Başka Suçtan Hükümlü Olmak - Savunma Hakkı
Yargıtay Ceza Genel Kurulu
Esas No : 2020/7
Karar No : 2020/222
Karar Tarihi : 2020-05-21





Nitelikli dolandırıcılık ve resmî belgede sahtecilik suçlarından açılan kamu davasında yapılan yargılama sonucunda sanık ...'ın, TCK'nın 158/1-f-son, 62/1, 52/2 ve 53/1. maddeleri uyarınca 2 yıl 6 ay hapis ve 3.320 TL adli para cezası, aynı Kanun'un 204/1, 62/1 ve 53/1 maddeleri uyarınca 1 yıl 8 ay hapis cezası ile cezalandırılmasına ve hak yoksunluklarına ilişkin Konya 4. Ağır Ceza Mahkemesince verilen 14.01.2015 tarihli ve 43-18 sayılı hükümlerin sanık tarafından temyiz edilmesi üzerine dosyayı inceleyen Yargıtay 15. Ceza Dairesince 24.09.2019 tarih ve 4978-8723 sayı ile onanmasına karar verilmiştir.
Yargıtay Cumhuriyet Başsavcılığı ise 13.11.2019 tarih ve 79548 sayı ile;

"...Aynı yargı çevresindeki ceza infaz kurumunda başka bir suçtan hükümlü olarak bulunan ve asıl mahkemesince yapılan sorgusu sırasında duruşmadan bağışık tutulma isteğinde bulunmayan sanığın, Cumhuriyet savcısının esas hakkındaki görüşünü bildirdiği ve hükmün açıklandığı 14.01.2015 tarihli son oturumda hazır bulundurulmayıp yokluğunda yargılama yapılarak mahkûmiyetine karar verilmesinin savunma hakkının sınırlandırılması niteliğinde olduğu," görüşüyle, itiraz kanun yoluna başvurmuştur.

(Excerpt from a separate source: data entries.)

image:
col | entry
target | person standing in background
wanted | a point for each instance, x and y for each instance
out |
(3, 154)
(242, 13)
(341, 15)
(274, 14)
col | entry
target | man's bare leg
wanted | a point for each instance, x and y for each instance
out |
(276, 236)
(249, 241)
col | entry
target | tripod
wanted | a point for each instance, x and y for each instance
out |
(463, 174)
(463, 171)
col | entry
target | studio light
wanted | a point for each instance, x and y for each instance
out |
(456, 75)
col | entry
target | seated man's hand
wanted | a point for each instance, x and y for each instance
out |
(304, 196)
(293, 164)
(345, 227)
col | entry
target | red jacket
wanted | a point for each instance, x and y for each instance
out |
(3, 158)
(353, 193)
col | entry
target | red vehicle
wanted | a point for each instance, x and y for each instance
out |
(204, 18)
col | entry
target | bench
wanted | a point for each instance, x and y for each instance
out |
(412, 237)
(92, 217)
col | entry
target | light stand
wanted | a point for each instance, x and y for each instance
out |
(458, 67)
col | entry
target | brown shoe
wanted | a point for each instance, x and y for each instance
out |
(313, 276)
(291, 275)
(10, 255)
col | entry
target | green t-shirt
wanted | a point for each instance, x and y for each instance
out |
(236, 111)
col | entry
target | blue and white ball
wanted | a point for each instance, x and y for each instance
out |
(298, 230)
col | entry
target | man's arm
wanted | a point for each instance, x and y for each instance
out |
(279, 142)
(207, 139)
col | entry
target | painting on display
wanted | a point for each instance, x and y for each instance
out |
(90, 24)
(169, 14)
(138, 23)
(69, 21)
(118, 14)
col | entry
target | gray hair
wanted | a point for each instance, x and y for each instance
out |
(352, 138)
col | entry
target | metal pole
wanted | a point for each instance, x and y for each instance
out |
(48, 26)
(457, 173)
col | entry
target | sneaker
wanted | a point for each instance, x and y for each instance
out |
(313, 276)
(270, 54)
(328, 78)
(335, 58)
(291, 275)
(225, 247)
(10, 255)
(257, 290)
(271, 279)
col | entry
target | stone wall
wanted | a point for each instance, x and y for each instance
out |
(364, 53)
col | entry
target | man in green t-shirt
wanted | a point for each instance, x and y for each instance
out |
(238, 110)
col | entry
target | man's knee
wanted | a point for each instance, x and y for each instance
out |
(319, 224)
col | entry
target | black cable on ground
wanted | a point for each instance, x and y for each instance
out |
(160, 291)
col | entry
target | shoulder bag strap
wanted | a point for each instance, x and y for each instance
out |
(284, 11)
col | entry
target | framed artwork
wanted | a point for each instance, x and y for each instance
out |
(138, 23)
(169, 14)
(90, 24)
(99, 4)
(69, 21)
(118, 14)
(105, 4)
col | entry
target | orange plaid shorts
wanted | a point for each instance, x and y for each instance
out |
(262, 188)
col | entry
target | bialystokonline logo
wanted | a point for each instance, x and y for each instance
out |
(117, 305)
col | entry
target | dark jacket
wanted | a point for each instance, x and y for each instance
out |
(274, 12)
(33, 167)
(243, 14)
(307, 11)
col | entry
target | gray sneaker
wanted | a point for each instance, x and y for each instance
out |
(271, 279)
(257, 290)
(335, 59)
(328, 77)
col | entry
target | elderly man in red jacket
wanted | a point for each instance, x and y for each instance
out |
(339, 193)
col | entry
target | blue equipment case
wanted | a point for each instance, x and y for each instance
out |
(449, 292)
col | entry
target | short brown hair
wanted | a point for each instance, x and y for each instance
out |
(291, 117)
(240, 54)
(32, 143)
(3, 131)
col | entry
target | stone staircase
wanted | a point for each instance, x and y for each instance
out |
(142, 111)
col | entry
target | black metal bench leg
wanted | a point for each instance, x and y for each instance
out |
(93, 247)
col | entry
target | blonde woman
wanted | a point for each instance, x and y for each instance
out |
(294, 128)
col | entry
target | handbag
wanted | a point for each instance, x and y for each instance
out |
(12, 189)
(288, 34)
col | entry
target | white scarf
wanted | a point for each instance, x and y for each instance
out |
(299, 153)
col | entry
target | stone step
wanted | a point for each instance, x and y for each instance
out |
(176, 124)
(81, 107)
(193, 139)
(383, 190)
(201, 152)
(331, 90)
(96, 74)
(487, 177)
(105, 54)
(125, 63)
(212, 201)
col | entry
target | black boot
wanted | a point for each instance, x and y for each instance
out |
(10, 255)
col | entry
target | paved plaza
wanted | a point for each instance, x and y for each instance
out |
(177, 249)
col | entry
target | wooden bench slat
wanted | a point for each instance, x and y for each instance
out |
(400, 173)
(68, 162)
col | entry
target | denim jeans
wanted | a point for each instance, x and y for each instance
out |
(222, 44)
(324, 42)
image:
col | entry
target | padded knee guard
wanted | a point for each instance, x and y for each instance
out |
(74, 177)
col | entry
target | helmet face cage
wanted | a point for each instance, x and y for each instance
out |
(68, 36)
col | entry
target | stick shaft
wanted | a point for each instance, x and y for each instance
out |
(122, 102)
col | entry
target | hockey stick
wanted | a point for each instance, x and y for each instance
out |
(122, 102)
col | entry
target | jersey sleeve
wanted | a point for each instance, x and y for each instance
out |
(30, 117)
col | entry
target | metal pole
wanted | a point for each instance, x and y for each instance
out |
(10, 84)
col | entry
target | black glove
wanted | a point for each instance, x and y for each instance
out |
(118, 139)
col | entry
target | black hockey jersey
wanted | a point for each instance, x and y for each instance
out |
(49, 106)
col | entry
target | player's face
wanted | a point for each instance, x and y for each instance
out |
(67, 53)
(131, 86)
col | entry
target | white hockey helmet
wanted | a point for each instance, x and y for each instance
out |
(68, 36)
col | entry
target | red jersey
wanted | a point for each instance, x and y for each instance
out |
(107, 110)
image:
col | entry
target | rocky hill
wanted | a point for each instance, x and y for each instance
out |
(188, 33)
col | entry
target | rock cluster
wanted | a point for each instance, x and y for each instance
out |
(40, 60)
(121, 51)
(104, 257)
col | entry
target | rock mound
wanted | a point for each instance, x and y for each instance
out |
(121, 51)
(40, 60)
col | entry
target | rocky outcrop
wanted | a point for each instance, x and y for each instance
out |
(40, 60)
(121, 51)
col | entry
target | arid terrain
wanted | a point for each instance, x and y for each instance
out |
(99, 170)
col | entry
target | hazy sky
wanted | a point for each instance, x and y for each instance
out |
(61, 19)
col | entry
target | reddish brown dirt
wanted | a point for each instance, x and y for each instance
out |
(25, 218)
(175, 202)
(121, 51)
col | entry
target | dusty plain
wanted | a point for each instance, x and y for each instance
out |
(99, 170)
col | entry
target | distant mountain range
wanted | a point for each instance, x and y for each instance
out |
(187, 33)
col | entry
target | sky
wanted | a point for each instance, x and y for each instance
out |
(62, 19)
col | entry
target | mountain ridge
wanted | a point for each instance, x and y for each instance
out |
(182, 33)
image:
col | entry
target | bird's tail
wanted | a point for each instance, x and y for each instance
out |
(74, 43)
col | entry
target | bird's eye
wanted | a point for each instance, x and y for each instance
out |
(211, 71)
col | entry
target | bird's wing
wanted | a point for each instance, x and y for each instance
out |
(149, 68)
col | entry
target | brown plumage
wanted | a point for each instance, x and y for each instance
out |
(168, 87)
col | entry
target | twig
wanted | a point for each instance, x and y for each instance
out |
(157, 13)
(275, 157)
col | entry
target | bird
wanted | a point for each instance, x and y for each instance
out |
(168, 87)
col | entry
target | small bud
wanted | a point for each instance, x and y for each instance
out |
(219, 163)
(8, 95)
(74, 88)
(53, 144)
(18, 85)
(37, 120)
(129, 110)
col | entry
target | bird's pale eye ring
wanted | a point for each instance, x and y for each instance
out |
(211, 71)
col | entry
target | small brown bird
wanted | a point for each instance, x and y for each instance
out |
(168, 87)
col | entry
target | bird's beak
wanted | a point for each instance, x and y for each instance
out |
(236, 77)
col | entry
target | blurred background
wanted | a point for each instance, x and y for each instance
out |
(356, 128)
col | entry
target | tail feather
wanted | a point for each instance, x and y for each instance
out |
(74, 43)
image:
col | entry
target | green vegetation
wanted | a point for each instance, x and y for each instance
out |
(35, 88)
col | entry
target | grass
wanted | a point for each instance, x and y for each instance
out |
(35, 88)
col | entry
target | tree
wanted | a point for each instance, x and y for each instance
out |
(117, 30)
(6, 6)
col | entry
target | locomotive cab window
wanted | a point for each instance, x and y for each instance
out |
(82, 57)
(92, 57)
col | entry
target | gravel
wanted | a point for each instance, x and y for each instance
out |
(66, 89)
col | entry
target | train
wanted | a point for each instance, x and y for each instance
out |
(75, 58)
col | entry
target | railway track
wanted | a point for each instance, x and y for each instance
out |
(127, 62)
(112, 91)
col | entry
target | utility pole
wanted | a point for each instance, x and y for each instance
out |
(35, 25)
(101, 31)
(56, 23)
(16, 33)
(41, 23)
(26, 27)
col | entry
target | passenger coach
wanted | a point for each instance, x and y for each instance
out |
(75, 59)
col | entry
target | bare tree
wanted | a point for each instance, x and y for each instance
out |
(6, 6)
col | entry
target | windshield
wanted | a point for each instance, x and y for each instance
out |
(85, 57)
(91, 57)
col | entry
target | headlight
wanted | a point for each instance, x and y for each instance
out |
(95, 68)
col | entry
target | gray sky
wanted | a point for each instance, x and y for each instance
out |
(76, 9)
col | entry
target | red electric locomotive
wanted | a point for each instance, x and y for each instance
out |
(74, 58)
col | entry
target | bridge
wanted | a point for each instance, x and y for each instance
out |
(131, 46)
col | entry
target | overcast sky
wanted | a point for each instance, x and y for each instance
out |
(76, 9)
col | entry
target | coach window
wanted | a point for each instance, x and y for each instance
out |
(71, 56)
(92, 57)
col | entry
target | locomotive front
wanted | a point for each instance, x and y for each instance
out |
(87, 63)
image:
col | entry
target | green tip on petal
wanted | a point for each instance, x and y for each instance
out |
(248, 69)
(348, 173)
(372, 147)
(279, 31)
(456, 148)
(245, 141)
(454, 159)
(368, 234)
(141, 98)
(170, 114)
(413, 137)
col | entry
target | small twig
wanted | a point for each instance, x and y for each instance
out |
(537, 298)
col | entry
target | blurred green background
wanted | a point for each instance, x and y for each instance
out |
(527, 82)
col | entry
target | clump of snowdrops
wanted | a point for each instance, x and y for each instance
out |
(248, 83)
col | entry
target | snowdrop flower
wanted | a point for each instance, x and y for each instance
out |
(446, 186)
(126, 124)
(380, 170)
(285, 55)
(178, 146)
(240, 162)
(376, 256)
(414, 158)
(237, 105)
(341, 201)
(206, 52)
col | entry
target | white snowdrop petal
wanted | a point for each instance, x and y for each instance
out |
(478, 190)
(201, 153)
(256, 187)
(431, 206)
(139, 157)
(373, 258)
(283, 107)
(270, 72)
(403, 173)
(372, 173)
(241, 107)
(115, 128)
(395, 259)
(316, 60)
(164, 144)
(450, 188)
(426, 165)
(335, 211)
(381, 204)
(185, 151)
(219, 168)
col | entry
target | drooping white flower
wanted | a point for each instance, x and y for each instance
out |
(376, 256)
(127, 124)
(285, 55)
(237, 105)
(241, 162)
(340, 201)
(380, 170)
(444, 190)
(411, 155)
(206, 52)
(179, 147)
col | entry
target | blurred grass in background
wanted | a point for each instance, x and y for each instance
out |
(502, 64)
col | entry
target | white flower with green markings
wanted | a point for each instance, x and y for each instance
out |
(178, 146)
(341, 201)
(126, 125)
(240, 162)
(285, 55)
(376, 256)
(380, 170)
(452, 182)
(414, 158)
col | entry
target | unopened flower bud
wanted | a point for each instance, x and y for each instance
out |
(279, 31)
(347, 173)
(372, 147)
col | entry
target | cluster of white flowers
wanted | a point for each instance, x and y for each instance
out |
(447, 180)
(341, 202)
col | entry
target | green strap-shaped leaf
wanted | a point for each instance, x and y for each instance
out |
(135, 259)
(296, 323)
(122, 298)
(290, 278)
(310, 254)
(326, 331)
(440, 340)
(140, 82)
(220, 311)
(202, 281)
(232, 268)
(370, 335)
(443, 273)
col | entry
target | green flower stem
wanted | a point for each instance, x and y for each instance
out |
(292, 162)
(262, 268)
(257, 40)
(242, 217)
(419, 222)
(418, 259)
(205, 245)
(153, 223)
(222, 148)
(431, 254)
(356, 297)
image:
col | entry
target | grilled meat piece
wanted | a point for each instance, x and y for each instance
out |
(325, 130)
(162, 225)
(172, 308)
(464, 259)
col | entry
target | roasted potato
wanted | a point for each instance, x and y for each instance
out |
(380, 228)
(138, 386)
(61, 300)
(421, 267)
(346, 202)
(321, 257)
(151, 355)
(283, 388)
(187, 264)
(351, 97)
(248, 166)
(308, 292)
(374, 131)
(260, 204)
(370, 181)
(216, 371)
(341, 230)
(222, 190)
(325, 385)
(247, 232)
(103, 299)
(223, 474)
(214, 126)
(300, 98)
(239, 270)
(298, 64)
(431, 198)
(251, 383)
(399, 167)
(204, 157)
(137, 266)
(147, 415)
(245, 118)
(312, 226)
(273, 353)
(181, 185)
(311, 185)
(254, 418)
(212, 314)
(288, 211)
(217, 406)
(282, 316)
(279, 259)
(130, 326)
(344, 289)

5271 sayılı CMK'nın 308. maddesi uyarınca inceleme yapan Yargıtay 15. Ceza Dairesince 10.12.2019 tarih ve 14220-14489 sayı ile itiraz nedenlerinin yerinde görülmediğinden bahisle Yargıtay Birinci Başkanlığına gönderilen dosya, Ceza Genel Kurulunca değerlendirilmiş ve açıklanan gerekçelerle karara bağlanmıştır.

TÜRK MİLLETİ ADINA

CEZA GENEL KURULU KARARI

Özel Daire ile Yargıtay Cumhuriyet Başsavcılığı arasında oluşan ve Ceza Genel Kurulunca çözümlenmesi gereken uyuşmazlık; UYAP sistemindeki kayıtlara göre yargılama sırasında başka suçtan hükümlü olarak ceza infaz kurumunda bulunduğu anlaşılan sanık ...'ın Cumhuriyet savcısının esas hakkındaki görüşünü bildirdiği ve hükmün açıklandığı son oturuma getirtilmeden karar verilmesinin savunma hakkının kısıtlanması niteliğinde olup olmadığının belirlenmesine ilişkindir.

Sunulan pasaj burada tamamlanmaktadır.